Когда обезьяна приблизилась к оконнице с изуродованной своей ношей, моряк в ужасе отпрянул к громоотводу и, скорее скользя, чем карабкаясь по проводу вниз, тотчас бежал домой, страшась последствий злодеяния и, в страхе своем, с радостью отказываясь от всяких забот о судьбе орангутанга. Голоса, которые были услышаны входившими по лестнице, были восклицаниями ужаса и испуга, вырвавшимися у француза и перемешанными с дьявольскими бормотаниями зверя.

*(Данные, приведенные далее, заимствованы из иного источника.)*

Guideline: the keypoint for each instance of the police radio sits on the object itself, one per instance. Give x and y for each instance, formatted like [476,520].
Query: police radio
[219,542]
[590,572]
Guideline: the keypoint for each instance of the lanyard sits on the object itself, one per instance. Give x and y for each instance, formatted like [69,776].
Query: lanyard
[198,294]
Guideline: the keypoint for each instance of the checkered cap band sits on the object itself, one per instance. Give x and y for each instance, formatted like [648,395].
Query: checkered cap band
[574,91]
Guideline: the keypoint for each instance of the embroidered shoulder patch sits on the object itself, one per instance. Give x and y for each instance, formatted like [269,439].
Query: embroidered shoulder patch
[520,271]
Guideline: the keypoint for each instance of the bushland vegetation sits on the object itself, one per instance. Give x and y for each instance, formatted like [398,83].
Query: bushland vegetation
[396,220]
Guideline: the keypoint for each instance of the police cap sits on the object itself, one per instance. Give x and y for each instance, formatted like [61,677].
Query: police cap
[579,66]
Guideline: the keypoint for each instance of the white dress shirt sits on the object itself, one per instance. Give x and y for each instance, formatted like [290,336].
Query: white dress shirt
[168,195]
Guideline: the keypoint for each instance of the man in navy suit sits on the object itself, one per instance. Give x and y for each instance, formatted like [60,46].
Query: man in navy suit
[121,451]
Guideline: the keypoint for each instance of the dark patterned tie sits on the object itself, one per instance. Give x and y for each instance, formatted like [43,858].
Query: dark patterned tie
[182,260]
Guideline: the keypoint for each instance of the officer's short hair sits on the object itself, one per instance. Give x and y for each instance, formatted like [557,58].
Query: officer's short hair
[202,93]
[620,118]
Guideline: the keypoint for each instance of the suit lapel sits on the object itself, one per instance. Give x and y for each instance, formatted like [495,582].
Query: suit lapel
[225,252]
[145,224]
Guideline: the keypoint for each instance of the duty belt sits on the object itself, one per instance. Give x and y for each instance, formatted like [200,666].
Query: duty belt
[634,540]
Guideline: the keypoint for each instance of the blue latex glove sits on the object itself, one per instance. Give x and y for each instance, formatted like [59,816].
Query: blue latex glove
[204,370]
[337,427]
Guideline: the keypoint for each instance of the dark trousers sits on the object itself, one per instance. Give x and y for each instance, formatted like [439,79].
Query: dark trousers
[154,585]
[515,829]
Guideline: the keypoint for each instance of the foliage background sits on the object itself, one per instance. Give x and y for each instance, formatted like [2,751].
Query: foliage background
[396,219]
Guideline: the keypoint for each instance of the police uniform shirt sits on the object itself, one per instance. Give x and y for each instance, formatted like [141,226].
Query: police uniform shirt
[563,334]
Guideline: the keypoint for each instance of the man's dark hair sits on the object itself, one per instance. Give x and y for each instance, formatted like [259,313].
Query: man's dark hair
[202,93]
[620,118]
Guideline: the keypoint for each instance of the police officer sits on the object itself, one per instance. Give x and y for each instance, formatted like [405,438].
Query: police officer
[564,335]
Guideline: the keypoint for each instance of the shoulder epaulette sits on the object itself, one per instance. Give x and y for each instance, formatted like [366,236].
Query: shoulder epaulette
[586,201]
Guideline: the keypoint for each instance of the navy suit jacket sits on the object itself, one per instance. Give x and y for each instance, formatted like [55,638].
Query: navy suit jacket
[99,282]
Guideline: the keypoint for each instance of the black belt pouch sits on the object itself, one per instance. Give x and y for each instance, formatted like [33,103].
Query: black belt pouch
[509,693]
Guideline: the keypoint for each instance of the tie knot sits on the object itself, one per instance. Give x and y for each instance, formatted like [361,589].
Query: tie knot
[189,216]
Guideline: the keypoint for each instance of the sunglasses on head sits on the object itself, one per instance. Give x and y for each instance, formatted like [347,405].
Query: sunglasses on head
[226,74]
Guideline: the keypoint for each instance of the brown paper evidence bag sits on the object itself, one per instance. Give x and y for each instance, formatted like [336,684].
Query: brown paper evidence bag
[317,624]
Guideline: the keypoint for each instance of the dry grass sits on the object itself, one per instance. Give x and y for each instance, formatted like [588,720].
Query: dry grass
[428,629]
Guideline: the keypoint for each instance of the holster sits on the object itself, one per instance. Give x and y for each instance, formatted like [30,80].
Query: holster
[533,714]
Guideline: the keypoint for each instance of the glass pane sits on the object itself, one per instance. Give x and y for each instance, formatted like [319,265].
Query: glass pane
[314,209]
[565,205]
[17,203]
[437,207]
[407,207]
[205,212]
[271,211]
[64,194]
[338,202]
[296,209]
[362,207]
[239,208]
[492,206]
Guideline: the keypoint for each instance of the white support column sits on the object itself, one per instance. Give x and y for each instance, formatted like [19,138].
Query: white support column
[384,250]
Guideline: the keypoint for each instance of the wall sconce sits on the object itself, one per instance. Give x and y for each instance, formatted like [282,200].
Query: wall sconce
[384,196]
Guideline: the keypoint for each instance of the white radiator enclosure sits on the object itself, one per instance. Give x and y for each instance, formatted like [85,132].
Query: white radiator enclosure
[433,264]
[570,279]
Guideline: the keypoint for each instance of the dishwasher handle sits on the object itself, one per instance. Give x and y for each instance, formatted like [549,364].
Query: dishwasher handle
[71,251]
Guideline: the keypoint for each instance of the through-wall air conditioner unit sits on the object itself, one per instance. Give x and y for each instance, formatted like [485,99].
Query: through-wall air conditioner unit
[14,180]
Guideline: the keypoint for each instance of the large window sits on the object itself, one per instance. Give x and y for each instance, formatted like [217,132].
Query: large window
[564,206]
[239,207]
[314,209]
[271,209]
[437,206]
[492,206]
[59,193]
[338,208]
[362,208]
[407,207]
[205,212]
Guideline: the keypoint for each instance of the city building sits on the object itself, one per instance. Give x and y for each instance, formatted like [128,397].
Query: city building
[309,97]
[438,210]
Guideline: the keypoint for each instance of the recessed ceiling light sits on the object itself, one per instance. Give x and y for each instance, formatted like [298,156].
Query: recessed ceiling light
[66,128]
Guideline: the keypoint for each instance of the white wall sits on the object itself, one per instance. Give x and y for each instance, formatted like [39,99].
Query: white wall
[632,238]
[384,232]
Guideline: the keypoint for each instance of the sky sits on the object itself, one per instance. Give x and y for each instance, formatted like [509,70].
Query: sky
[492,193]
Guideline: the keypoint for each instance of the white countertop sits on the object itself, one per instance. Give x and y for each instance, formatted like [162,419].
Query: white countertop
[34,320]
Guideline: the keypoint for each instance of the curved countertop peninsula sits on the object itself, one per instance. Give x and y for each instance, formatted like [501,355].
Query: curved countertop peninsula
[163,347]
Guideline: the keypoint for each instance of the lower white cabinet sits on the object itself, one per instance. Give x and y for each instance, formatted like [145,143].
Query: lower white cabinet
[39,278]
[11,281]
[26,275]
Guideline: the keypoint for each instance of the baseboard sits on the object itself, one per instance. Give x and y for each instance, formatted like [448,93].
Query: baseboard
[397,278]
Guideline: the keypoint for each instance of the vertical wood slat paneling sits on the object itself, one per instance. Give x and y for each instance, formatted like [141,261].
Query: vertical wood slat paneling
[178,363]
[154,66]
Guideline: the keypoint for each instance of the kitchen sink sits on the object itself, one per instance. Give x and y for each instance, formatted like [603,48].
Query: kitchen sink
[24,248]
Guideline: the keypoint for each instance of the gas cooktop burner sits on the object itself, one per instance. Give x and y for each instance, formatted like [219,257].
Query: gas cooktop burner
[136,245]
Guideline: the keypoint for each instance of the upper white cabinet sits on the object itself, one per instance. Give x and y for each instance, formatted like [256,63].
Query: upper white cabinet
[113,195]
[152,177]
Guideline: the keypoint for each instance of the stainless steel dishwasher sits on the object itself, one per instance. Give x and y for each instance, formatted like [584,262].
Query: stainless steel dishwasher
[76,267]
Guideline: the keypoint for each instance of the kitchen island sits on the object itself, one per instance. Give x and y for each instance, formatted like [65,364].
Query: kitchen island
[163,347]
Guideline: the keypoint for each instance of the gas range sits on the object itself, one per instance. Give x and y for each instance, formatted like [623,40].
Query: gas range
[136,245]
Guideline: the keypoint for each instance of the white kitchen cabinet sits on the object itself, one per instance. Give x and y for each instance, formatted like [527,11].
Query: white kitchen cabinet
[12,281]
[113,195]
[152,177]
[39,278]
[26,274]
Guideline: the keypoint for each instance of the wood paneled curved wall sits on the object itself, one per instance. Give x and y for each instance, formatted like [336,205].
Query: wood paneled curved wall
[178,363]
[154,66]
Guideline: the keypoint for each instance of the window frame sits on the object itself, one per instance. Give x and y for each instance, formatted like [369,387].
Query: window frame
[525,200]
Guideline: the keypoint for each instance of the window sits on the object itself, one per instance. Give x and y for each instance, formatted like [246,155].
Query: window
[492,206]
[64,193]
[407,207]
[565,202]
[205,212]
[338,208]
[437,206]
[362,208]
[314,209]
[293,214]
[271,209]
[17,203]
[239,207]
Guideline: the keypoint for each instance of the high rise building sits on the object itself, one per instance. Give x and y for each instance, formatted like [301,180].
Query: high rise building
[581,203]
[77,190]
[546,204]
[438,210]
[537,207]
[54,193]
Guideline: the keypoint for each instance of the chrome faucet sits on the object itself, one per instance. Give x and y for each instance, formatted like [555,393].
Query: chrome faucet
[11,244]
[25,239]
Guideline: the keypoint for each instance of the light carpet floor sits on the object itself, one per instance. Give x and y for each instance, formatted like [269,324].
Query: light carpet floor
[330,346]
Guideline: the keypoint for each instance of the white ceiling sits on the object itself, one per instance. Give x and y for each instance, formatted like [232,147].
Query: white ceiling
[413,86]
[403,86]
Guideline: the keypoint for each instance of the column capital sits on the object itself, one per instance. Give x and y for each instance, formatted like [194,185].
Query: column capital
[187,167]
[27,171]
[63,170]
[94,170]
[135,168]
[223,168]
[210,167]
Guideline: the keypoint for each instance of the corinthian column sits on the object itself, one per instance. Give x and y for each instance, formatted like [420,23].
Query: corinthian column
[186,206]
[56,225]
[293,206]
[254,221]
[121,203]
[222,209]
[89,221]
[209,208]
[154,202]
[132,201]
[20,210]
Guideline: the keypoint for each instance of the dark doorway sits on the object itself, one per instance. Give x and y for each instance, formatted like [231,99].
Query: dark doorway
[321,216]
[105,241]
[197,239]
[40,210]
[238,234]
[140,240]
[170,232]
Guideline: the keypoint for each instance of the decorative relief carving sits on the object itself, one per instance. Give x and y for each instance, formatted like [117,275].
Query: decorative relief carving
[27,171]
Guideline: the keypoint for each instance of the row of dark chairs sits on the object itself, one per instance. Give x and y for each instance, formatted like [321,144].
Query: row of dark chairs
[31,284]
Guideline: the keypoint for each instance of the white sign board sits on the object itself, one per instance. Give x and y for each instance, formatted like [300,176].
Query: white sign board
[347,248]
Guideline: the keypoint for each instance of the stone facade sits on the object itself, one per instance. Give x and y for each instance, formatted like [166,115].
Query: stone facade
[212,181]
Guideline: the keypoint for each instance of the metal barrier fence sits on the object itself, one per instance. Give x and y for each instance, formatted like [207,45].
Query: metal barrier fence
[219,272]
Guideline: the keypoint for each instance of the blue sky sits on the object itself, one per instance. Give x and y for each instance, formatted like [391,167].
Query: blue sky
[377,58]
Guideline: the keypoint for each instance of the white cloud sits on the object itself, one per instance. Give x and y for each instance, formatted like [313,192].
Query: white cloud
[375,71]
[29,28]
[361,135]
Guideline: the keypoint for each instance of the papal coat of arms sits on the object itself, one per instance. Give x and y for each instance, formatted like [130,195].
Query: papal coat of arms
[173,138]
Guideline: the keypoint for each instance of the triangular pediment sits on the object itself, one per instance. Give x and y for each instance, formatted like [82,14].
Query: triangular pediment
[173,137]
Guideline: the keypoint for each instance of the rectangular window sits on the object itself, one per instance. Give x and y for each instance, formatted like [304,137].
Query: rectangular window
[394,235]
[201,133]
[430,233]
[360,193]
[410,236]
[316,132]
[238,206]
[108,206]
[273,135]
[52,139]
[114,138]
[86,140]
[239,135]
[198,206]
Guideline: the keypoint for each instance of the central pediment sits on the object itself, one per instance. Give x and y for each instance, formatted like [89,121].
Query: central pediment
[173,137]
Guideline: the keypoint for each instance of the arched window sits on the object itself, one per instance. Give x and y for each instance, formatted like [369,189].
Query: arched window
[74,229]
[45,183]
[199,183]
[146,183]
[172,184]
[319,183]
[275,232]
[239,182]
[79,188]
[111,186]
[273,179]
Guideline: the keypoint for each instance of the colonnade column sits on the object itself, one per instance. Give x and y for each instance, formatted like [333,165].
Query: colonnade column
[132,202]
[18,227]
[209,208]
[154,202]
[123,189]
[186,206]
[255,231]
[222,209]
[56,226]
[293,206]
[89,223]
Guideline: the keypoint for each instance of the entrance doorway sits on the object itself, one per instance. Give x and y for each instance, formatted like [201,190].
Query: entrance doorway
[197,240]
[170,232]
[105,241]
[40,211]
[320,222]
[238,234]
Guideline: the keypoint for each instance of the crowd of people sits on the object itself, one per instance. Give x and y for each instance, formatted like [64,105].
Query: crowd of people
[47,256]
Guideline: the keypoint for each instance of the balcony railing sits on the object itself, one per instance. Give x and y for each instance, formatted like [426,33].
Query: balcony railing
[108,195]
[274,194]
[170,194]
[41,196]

Мне почти нечего прибавить. Орангутанг должен был ускользнуть из комнаты, спустившись по проводу, как раз перед тем, когда дверь была взломана. Он должен был закрыть окно, пройдя через него. Позднее он был пойман самим собственником, получившим за него очень крупную сумму, в Jardin des Plantes [85]. Лебон был немедленно выпущен, после того как мы рассказали о всех обстоятельствах (с некоторыми пояснениями, данными Дюпеном) в бюро префекта полиции. Этот чиновник, хотя весьма расположенный к моему другу, не мог хорошенько скрыть своего огорчения по поводу такого оборота дела и не удержался от того, чтобы не сказать два-три сарказма о свойствах разных лиц, вмешивающихся в его дела.
– Пусть себе говорит, – сказал Дюпен, который не счет нужным отвечать. – Пусть разглагольствует. Это успокоит его совесть. Я удовольствуюсь тем, что побил его в собственных его владениях. Тем не менее, то, что он не смог разрешить эту тайну, отнюдь не является столь удивительным, как он предполагает; ибо, поистине, наш друг префект слишком хитер, чтобы быть глубоким. В его мудрости нет устоя. Он весь из головы без тела, как изображения богини Лаверны, или, в лучшем случае, он весь голова и плечи, как треска. Но он доброе существо, в конце концов. Я в особенности люблю его за его мастерской прием лицемерия, с помощью которого он достиг своей репутации находчивости. Я разумею его манеру «de nier се qui est, et d’expliquer се qui n’est pas» [86].
Тайна Мари Роже[87]
Параллельно с реальными событиями существует идеальная их последовательность. Они редко полностью совпадают. Люди и обстоятельства обычно изменяют идеальную цепь событий, а потому она кажется несовершенной, и следствия ее равно несовершенны. Так было с реформацией – взамен протестантства явилось лютеранство.
Мало какому даже самому рассудочному человеку не случалось порой со смутным волнением почти уверовать в сверхъестественное, столкнувшись с совпадением настолько поразительным, что разум отказывается признать его всего лишь игрой случая. Подобные ощущения (ибо смутная вера, о которой я говорю, никогда полностью не претворяется в мысль) редко удается до конца подавить иначе, как прибегнув к доктрине случайности или – воспользуемся специальным ее наименованием – к теории вероятности. Теория же эта является по самой своей сути чисто математической; и, таким образом, возникает парадокс – наиболее строгое и точное из всего, что дает нам наука, прилагается к теням и призракам наиболее неуловимого в области мысленных предположений.
Невероятные подробности, которые я призван теперь сделать достоянием гласности, будучи взяты в хронологической их последовательности, складываются в первую ветвь необычайных совпадений, а во второй и заключительной их ветви все читатели, несомненно, узнают недавнее убийство в Нью-Йорке Мэри Сесилии Роджерс.
Когда в статье, озаглавленной «Убийство на улице Морг», я год назад попытался описать некоторые примечательные особенности мышления моего друга шевалье С.-Огюста Дюпена, мне и в голову не приходило, что я когда-нибудь вновь вернусь к этой теме. Именно это описание было моей целью, и она нашла свое полное осуществление в рассказе о прихотливой цепи происшествий, которые позволили раскрыться особому таланту Дюпена. Я мог бы привести и другие примеры, но они не доказали бы ничего, кроме уже доказанного. Однако удивительный поворот недавних событий нежданно открыл мне новые подробности, которые облекаются в подобие вынужденной исповеди. После того, что мне довелось услышать совсем недавно, было бы странно, если бы я продолжал хранить молчание относительно того, что я слышал и видел задолго перед этим.
Раскрыв тайну трагической гибели мадам Л’Эспанэ и ее дочери, шевалье тотчас выбросил все это дело из головы и возвратился к привычным меланхолическим раздумьям. Его настроение вполне отвечало моему неизменному тяготению к отрешенности, и, как прежде замкнувшись в нашем тихом приюте в предместье Сен-Жермен, мы оставили Будущее на волю судьбы и предались безмятежному спокойствию Настоящего, творя грезы из окружающего нас скучного мира.